Traumberuf Erzieherin

Heute betreut Xenia fünf Kinder. Sie sind verschieden, und Xenia wollte ihre Talente erkennen. Sie bereitete mit den Kindern ein Konzertprogramm vor, das sie dann ihren Eltern zeigten. Die Aufführung gelang: Zwei Mädchen sangen das Lied „Wenn ich Königin wäre“, ein Junge tanzte, und noch zwei Jungen zeigten ein Stück aus dem bekannten Märchen „Kolobok“. Und zum Schluss tranken sie Tee mit selbstgebackenen Süßigkeiten. Je mehr sich Xenia mit den Kindern beschäftigte, desto sicherer verstand sie, dass Kinder ihr Beruf sind! So hat sie vor, wenn Sofia größer ist und den Kindergarten besuchen wird, an die Uni zu gehen. Denn sie möchte gerne Erzieherin werden.
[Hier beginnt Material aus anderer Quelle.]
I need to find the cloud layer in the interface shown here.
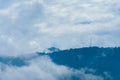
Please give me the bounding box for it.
[0,0,120,56]
[0,56,104,80]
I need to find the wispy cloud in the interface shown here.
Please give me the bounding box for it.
[0,56,104,80]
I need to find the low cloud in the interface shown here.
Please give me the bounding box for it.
[0,56,104,80]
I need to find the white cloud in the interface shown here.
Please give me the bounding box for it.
[0,56,71,80]
[0,56,104,80]
[0,0,120,56]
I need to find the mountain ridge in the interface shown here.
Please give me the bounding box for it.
[0,47,120,80]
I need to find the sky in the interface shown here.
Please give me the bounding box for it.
[0,0,120,56]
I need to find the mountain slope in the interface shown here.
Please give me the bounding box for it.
[38,47,120,80]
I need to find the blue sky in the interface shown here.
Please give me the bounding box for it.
[0,0,120,56]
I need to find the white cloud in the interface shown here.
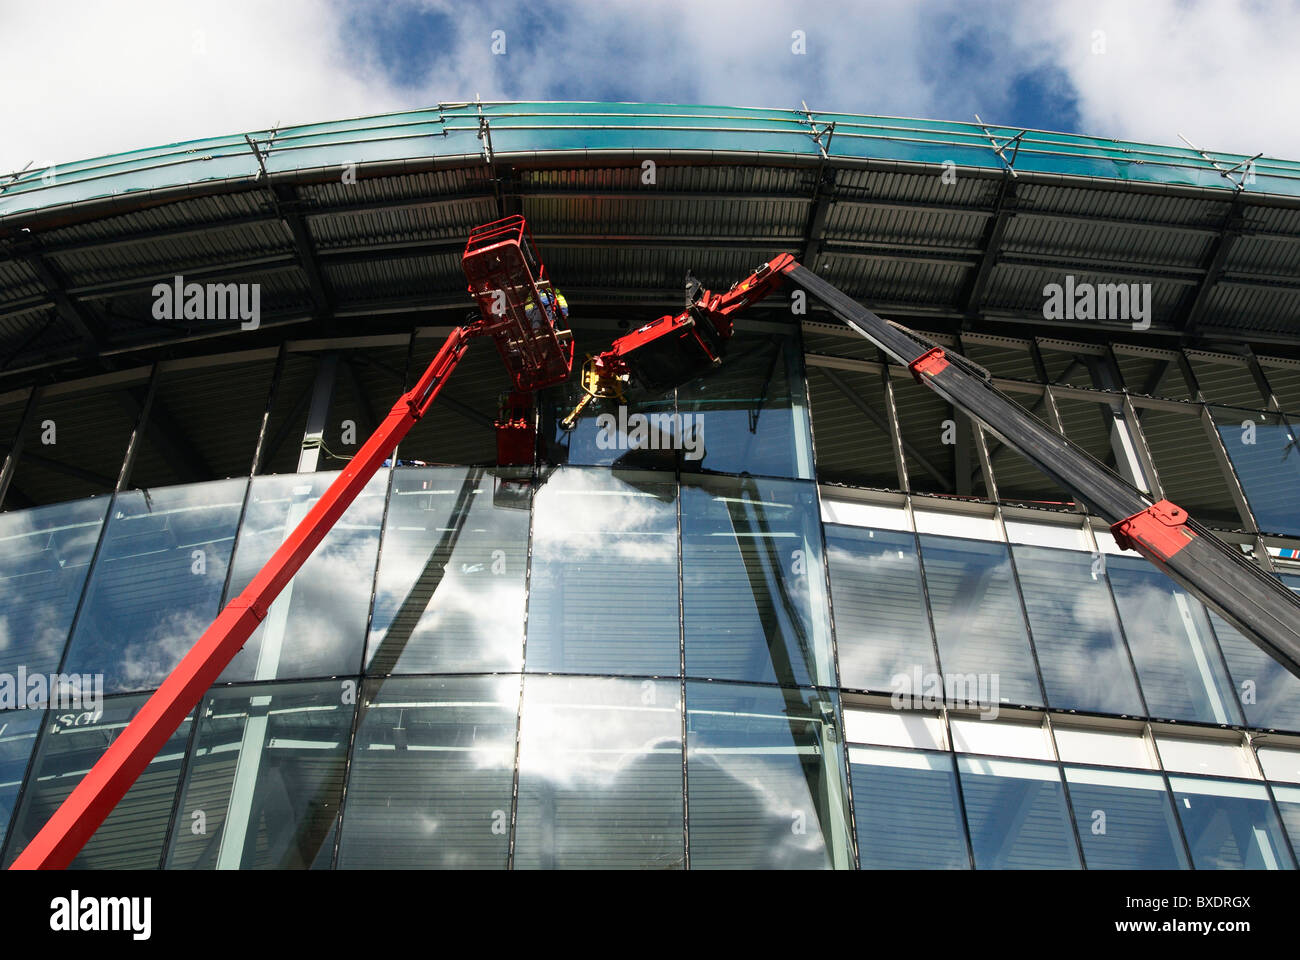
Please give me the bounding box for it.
[1017,0,1300,157]
[2,0,1297,175]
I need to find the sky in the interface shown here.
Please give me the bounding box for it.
[1,0,1298,174]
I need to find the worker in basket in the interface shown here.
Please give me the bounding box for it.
[524,285,568,333]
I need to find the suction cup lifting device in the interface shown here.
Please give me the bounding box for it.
[14,238,1300,870]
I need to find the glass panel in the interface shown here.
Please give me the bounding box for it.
[843,707,946,751]
[677,330,813,479]
[919,536,1042,707]
[686,682,852,869]
[543,376,682,470]
[957,756,1081,869]
[0,498,107,682]
[62,480,245,694]
[1210,607,1300,732]
[1053,726,1155,769]
[683,477,833,686]
[1258,746,1300,784]
[526,468,680,676]
[1272,784,1300,863]
[849,746,970,869]
[166,680,355,870]
[825,525,935,692]
[0,710,43,848]
[514,676,683,869]
[1106,555,1243,724]
[1064,766,1189,869]
[220,471,386,682]
[1168,775,1295,869]
[4,696,191,869]
[337,676,518,869]
[1212,409,1300,537]
[365,468,528,675]
[950,718,1054,760]
[1012,545,1144,716]
[1156,736,1257,779]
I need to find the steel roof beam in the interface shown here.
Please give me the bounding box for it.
[1178,197,1244,339]
[116,385,215,484]
[17,249,104,357]
[273,184,333,332]
[962,178,1018,322]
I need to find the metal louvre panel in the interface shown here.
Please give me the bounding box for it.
[1203,284,1300,339]
[519,163,807,195]
[298,168,476,207]
[825,203,988,248]
[525,195,807,240]
[834,167,1000,207]
[1002,215,1211,268]
[48,221,292,289]
[1226,235,1300,277]
[38,192,268,247]
[308,198,495,250]
[984,263,1185,326]
[820,255,968,305]
[1014,183,1230,227]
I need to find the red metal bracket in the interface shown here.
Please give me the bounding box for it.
[1111,499,1197,561]
[909,347,949,383]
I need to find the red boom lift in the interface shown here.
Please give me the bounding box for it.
[12,233,1300,870]
[9,215,572,869]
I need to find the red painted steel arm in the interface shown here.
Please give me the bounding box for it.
[9,325,475,870]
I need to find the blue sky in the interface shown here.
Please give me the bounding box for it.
[2,0,1298,172]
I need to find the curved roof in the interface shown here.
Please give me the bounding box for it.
[2,101,1300,388]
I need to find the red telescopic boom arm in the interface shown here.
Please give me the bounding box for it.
[9,327,472,869]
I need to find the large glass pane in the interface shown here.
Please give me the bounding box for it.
[337,676,518,869]
[62,480,245,694]
[1106,555,1242,725]
[220,471,386,682]
[683,477,834,686]
[686,682,852,869]
[3,696,191,869]
[365,468,528,675]
[526,468,680,676]
[0,710,43,848]
[825,525,936,692]
[1012,545,1143,716]
[957,756,1081,869]
[1210,589,1300,732]
[514,676,683,869]
[166,681,355,870]
[1272,784,1300,864]
[0,498,107,682]
[1168,775,1295,869]
[1212,408,1300,537]
[849,746,969,869]
[1064,766,1188,869]
[677,330,813,479]
[542,378,681,470]
[919,535,1042,707]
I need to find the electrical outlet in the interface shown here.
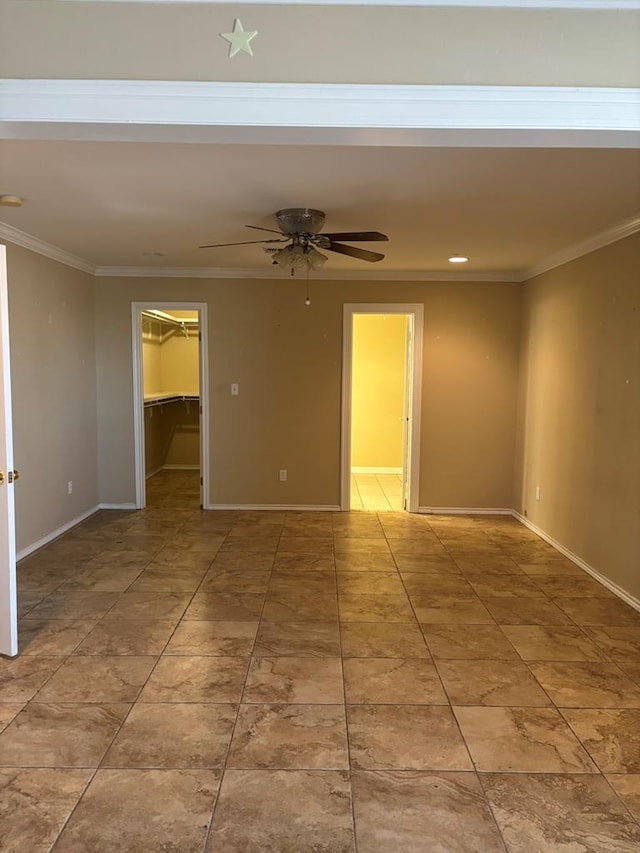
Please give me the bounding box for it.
[279,469,287,482]
[231,383,239,396]
[67,481,73,495]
Eine formelle Ausbildung ist nicht immer notwendig, wenn man mit dem ganzen Herzen bei der Sache ist und Kindern das gibt, was sie so dringend wollen: Aufmerksamkeit und Sorge. Mit Rat und Tat half Xenia, und so hat sie viele neue Kontakte und Freundinnen gefunden! Sie hat fast keine freie Minute, und seitdem erinnert sie sich niemals an ihre eigene Geschichte. Vielleicht half ihr das, einen Sinn im Leben zu finden. Unsere Kinder sind unser Spiegelbild, und eben die Eigenschaften, die wir ihnen in der Kindheit vermitteln, kriegen sie in der Zukunft!
Auch wenn Mutter zu sein vielleicht der undankbarste Beruf ist, ist er doch auch der glücklichste!